Johnson & Johnson announced on Monday that it has submitted a request to the U.S. Food and Drug Administration (FDA) to broaden the approval of its ketamine-based drug, Spravato, for use as a standalone treatment for treatment-resistant depression.
Spravato was initially approved by the FDA in 2019, specifically for use alongside an oral antidepressant for patients whose depression had not improved after undergoing treatment with two or more antidepressants.
Approximately 30 percent of the estimated 280 million people globally with major depressive disorder suffer from treatment-resistant depression, according to Johnson & Johnson.
“Many patients enduring difficult-to-treat depression often spend excessive time trying various treatments that fail to alleviate their symptoms, resulting in significant functional and emotional challenges for both them and their families,” stated Bill Martin, head of neuroscience at Johnson & Johnson, in a press release.
The application included data from a late-stage clinical trial indicating that Spravato, when used as a standalone treatment, began to alleviate symptoms as early as 24 hours after administration and continued to do so for at least four weeks.
Spravato is given as a nasal spray and must be administered under the watch of a healthcare provider within a healthcare facility.
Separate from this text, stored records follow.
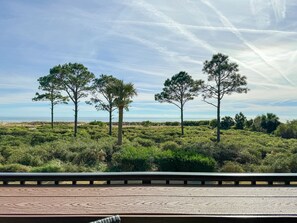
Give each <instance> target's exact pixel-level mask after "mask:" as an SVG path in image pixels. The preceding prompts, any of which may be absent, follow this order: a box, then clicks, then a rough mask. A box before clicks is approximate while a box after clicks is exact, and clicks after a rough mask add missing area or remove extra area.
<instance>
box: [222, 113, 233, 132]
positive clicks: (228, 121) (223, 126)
mask: <svg viewBox="0 0 297 223" xmlns="http://www.w3.org/2000/svg"><path fill="white" fill-rule="evenodd" d="M234 124H235V122H234V120H233V118H232V117H230V116H225V117H223V118H222V121H221V129H230V128H231V127H232V126H233V125H234Z"/></svg>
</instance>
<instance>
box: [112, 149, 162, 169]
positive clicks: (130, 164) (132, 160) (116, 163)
mask: <svg viewBox="0 0 297 223" xmlns="http://www.w3.org/2000/svg"><path fill="white" fill-rule="evenodd" d="M159 152H160V150H159V149H158V148H154V147H152V148H147V147H140V148H135V147H132V146H128V147H124V148H122V150H121V151H120V152H119V153H118V154H115V155H114V156H113V159H112V163H113V168H112V170H115V171H151V170H154V157H155V156H157V155H158V153H159Z"/></svg>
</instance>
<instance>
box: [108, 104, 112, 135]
mask: <svg viewBox="0 0 297 223" xmlns="http://www.w3.org/2000/svg"><path fill="white" fill-rule="evenodd" d="M108 134H109V135H110V136H111V135H112V110H110V111H109V132H108Z"/></svg>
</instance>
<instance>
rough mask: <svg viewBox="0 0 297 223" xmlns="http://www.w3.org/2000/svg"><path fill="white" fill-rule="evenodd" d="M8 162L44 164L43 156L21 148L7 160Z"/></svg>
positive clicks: (25, 164)
mask: <svg viewBox="0 0 297 223" xmlns="http://www.w3.org/2000/svg"><path fill="white" fill-rule="evenodd" d="M7 163H11V164H12V163H17V164H21V165H25V166H40V165H42V164H43V161H42V158H41V157H40V156H37V155H33V154H32V152H31V151H30V150H28V149H21V150H18V151H17V152H15V153H13V154H12V155H11V156H10V157H9V158H8V160H7Z"/></svg>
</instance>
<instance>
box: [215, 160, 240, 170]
mask: <svg viewBox="0 0 297 223" xmlns="http://www.w3.org/2000/svg"><path fill="white" fill-rule="evenodd" d="M220 172H225V173H243V172H244V170H243V168H242V166H241V165H240V164H239V163H237V162H232V161H227V162H225V163H224V165H223V166H222V168H221V169H220Z"/></svg>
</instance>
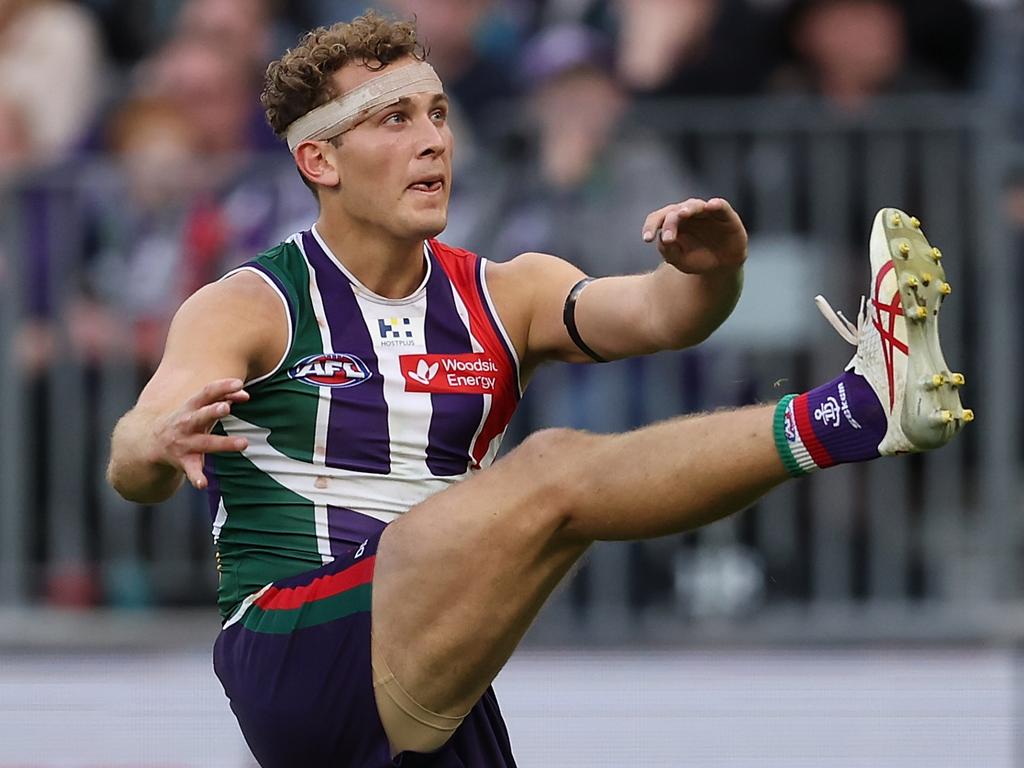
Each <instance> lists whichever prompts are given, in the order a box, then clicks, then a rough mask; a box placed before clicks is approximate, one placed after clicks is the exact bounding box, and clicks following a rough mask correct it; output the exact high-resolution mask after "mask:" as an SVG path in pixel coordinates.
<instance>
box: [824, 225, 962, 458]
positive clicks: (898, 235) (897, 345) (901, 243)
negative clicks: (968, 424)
mask: <svg viewBox="0 0 1024 768" xmlns="http://www.w3.org/2000/svg"><path fill="white" fill-rule="evenodd" d="M870 254H871V286H870V289H869V296H870V298H869V299H868V300H867V301H866V306H865V300H864V299H863V298H861V300H860V312H859V315H858V317H857V325H856V326H854V325H853V324H852V323H850V322H849V321H848V319H847V318H846V317H844V316H843V314H842V313H841V312H836V311H835V310H833V308H831V307H830V306H829V305H828V302H827V301H825V300H824V299H823V298H822V297H821V296H817V297H815V299H814V301H815V302H816V303H817V305H818V308H819V309H820V310H821V313H822V314H824V316H825V319H827V321H828V322H829V323H830V324H831V325H833V327H834V328H836V330H837V331H839V333H840V335H841V336H842V337H843V338H844V339H846V340H847V341H849V342H850V343H851V344H853V345H855V346H856V347H857V352H856V354H854V355H853V359H852V360H850V365H848V366H847V367H846V370H847V371H853V372H854V373H857V374H860V375H861V376H863V377H864V378H865V379H866V380H867V383H868V384H870V385H871V389H873V390H874V394H876V395H878V398H879V401H880V402H881V403H882V408H883V410H884V411H885V413H886V418H887V419H888V429H887V430H886V436H885V438H884V439H883V440H882V442H881V443H879V453H880V454H882V455H883V456H889V455H892V454H908V453H918V452H921V451H928V450H930V449H935V447H938V446H940V445H943V444H945V443H946V442H948V441H949V440H950V439H951V438H952V436H953V435H954V434H956V433H957V432H958V431H959V430H961V429H962V428H963V427H964V425H965V424H967V423H968V422H971V421H974V412H972V411H970V410H966V409H964V408H963V407H962V406H961V399H959V391H958V390H959V388H961V387H962V386H964V383H965V380H964V375H963V374H958V373H952V372H950V371H949V367H948V366H947V365H946V361H945V358H944V357H943V356H942V348H941V347H940V346H939V325H938V324H939V306H940V305H941V303H942V300H943V299H944V298H945V297H946V296H948V295H949V294H950V292H951V290H952V289H950V287H949V284H948V283H946V279H945V270H944V269H943V268H942V253H941V251H939V249H938V248H933V247H932V246H931V245H930V244H929V242H928V240H927V239H926V238H925V233H924V232H923V231H922V230H921V222H920V221H919V220H918V219H915V218H913V217H912V216H908V215H907V214H905V213H903V212H902V211H899V210H897V209H895V208H883V209H882V210H881V211H879V213H878V215H877V216H876V217H874V225H873V227H872V228H871V243H870ZM865 310H866V311H865Z"/></svg>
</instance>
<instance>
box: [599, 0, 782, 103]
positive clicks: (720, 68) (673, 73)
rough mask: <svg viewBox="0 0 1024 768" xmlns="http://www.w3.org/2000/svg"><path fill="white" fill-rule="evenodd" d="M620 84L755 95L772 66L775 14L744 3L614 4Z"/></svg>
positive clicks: (649, 1) (639, 93)
mask: <svg viewBox="0 0 1024 768" xmlns="http://www.w3.org/2000/svg"><path fill="white" fill-rule="evenodd" d="M614 9H615V11H616V14H617V17H618V28H620V33H618V53H617V69H618V78H620V80H621V81H622V82H623V83H624V84H625V85H626V86H627V87H628V88H629V89H630V90H632V91H633V92H635V93H638V94H644V95H650V96H662V97H673V96H722V95H742V94H750V93H754V92H757V91H758V90H760V89H761V88H762V86H763V85H764V82H765V76H766V73H768V72H770V71H771V70H772V68H773V67H774V66H775V63H776V61H777V54H776V46H775V42H776V41H775V35H774V26H773V24H772V20H773V16H772V15H771V14H769V13H767V12H766V11H761V10H757V9H755V8H754V7H752V6H751V5H750V4H749V2H748V0H617V2H616V3H615V4H614Z"/></svg>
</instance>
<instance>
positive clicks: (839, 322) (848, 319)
mask: <svg viewBox="0 0 1024 768" xmlns="http://www.w3.org/2000/svg"><path fill="white" fill-rule="evenodd" d="M814 303H815V304H816V305H817V307H818V311H820V312H821V314H822V315H823V316H824V318H825V319H826V321H828V324H829V325H830V326H831V327H833V328H835V329H836V332H837V333H838V334H839V335H840V336H842V337H843V338H844V339H845V340H846V341H848V342H849V343H850V344H853V345H854V346H857V344H859V343H860V333H861V329H863V327H864V305H865V304H866V300H865V297H863V296H861V297H860V309H859V310H858V312H857V325H854V324H853V323H851V322H850V321H849V319H847V317H846V315H845V314H843V312H842V311H841V310H838V309H833V308H831V304H829V303H828V301H827V300H826V299H825V297H824V296H821V295H820V294H819V295H817V296H815V297H814Z"/></svg>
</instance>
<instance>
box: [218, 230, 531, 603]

Unlike traditional antidepressants that target chemicals such as serotonin and dopamine in the brain, Spravato enhances the action of glutamate, the brain’s most prevalent neurotransmitter, facilitating communication between neurons.
Sales of Spravato surged by 60%, reaching $271 million during the three months ending June 30, compared to the same period in 2023. The drug has been utilized by 100,000 individuals across 77 countries, according to Johnson & Johnson.